Dolly’s father told her stories about the railroads that made her love and romanticize them as a child. The narrator employs simile and flashback in this passage to show how Dolly once saw the railway tracks as a primary source of connection for everyone in the entire world:
Those rails go all over the world. They go forever. And she felt it was true. It was like they were electric with all knowledge, all places, all people.
The flashback brings the reader into a moment in Dolly’s childhood when she stood by the tracks and imagined their reach stretching endlessly. When she says “they go forever,” it shows how large and mysterious the world felt to her childish gaze. Here, Winton captures the way children often exaggerate the size or meaning of ordinary things. For Dolly, the rails connect every place in the universe with her hometown. Her young mind treats them as a pathway to everything important in the world she doesn’t yet know or understand.
The simile “like they were electric with all knowledge, all places, all people” also works to turn the steel rails into something alive and charged. Instead of being inert metal, this simile compares them to wires full of energy. They are glowing with purpose, which makes them feel to Dolly as though they might hold all the world’s data and its stories inside them. In her eyes, the rails contain within them the key to accessing the entire map of life. Winton uses this memory to highlight Dolly’s sense of childhood hopefulness and curiosity. It’s very different from the disillusionment and sense of entrapment she feels as an adult.
Having seen that the Nedlands Monster was just a man after all, Quick feels let down and disillusioned about his own moral values. The situational irony and hyperbole in this passage reveal Quick’s struggle to accept moral ambiguity when he’s always believed strongly in the forces of good:
‘So you’ve given away the old good and evil?’ asked Rose, amazed at all this rare talk from Quick.
‘No. No. I’ll stay a cop. But it’s not us and them anymore. It’s us and us and us. It’s always us. That’s what they never tell you. Geez, Rose, I just want to do right. But there’s no monsters, only people like us. Funny, but it hurts.’
The situational irony in this section comes from the gap between Quick’s expectations and the reality he finds in his work. Having grown up in the Lamb family, he has been trained to uphold justice and self-sacrifice. He becomes a police officer because he wants to be on the side of moral goodness and protect what’s right. However, after seeing the Monster in real life, Quick discovers that he was just a man after all. This forces him to see that the world doesn’t divide neatly into heroes and villains, and that there is no separate category of "evil" to which the bad belong. The “monsters” he expected to chase as a police officer do not exist. Instead, he begins to see himself in the people he arrests. Quick’s disappointment comes from both the anticlimax of the capture and the loss of the heroic purpose he once believed in. Serial killers are just people, as he tells Rose. Now that he knows that, he can’t see life as “us” (the good) and “them” (the bad) anymore. It’s just “us,” which is “funny, but it hurts.”

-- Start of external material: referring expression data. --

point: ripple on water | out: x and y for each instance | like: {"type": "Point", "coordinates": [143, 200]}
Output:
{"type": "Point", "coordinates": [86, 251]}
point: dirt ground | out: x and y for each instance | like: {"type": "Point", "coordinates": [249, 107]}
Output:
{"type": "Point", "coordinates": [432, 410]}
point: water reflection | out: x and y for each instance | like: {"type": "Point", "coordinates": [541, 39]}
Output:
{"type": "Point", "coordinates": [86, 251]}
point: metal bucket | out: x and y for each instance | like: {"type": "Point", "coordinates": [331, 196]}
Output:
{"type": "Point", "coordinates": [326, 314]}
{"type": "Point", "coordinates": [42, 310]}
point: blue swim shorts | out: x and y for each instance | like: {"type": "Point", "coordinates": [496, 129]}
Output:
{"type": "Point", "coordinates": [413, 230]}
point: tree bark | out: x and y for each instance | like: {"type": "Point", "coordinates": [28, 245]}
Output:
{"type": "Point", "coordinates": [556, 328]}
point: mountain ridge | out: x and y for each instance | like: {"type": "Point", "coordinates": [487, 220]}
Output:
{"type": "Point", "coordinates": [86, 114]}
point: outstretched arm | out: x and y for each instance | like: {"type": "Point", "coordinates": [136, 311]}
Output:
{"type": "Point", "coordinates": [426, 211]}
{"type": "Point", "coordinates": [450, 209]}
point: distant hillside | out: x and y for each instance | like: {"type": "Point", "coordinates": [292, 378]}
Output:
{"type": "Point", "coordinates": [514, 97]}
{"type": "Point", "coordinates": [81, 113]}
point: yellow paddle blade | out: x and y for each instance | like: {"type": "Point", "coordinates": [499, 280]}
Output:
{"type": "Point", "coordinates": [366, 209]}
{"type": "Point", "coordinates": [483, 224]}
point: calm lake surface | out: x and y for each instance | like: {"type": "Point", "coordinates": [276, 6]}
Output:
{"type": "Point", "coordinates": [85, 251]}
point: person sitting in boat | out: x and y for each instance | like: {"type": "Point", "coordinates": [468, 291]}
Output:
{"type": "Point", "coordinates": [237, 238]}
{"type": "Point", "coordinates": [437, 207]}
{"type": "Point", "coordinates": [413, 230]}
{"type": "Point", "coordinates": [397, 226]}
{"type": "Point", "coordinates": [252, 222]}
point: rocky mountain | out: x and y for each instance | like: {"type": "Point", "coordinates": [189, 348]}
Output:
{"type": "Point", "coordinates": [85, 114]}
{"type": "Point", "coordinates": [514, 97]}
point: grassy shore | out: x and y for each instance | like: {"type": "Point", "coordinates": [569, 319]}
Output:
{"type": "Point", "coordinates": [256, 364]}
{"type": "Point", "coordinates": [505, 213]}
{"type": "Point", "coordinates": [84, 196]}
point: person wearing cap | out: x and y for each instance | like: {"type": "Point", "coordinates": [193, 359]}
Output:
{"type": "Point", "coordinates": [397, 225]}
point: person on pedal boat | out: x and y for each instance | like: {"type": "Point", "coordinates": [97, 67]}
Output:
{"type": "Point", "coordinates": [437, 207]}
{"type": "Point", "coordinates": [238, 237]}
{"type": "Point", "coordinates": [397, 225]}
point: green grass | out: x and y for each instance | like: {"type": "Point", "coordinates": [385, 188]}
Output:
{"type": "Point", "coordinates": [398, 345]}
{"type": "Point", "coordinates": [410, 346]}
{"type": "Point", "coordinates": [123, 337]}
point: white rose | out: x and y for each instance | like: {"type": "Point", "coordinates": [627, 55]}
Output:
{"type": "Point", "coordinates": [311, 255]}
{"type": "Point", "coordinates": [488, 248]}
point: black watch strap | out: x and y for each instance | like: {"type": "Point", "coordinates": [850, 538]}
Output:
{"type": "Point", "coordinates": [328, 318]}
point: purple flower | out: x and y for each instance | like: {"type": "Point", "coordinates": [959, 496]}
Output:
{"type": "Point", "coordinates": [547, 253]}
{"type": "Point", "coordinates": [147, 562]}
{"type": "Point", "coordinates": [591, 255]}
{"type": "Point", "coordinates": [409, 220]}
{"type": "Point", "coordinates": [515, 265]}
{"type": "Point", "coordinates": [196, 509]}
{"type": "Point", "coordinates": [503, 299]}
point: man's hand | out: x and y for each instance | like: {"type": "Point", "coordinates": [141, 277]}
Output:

The hyperbole in “It’s us and us and us. It’s always us” stretches this sameness to an extreme. The repetition here piles weight onto Quick’s realization that there are no real differences between criminals and cops. The reader sees how frustrated Quick is as he tries to explain how painful it is to have to take on this truth, given his upbringing. When he tells Rose that “there’s no monsters,” he’s saying that he and the people he arrests are far more similar than he would previously have been able to understand.